Where to eat in Taormina

insider's guide to Taormina

I have to confess that I am not a big fan of the restaurants in Taormina. This because I found that most of them are just tourist traps and, as a Sicilian, I would never pay for €20 for a pasta with tomato sauce that I would cook better at home. However, it’s also true that not all the restaurants inflate their prices for average dishes and if you know where to look at, you can find some very nice (and honest) places where to eat.
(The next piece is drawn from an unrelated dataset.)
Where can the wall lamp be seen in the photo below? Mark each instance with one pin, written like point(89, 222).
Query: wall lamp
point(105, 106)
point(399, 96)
For example a very nice place where to taste traditional fresh cheese and meat boards is La bottega del Formaggio. For a great pizza go to Pizzeria Villa Zuccaro. The same owners have also a restaurant called Osteria Villa Zuccaro but I haven’t been there yet. One of my favourite places for a lunch/dinner on the go is l’Arco about Pizza. This is located after Piazza Duomo. Here you can find everything from fresh pasta dishes to arancini, pizza and traditional tavola calda (filled savoury pastries). Moreover, it’s very cheap! I warmly recommend you to try the pistachio arancini that are delicious!

For a fresh dessert, my favourite place is Gelato Mania! This place is just after Porta Messina and it’s often crowded because it’s small. I always take the same gelato flavour that is pistachio, hazelnut and Ferrero Rocher. You won’t regret it! The only bad thing of this place is that it’s open only during summer.

Fancy a granita? Plan a stop at the famous Bam Bar

As said before, there are a lot of touristy places in Taormina. Nevertheless, Bam Bar is famous for a reason. Indeed, in addition to be one of the most photogenic places in Taormina, it serves also delicious granita! We often stop there for a tasty breakfast when in town and the chocolate granita never disappoint!

Be aware this place is often very crowded during summer and it’s actually challenging to find a space. Moreover, it looks like it’s the mandatory stop for numerous VIPs. Indeed, the owner regularly picture himself with actors, singers and various celebrities. So, if you know someone famous that is in Taormina, he’s likely having a granita at Bam Bar.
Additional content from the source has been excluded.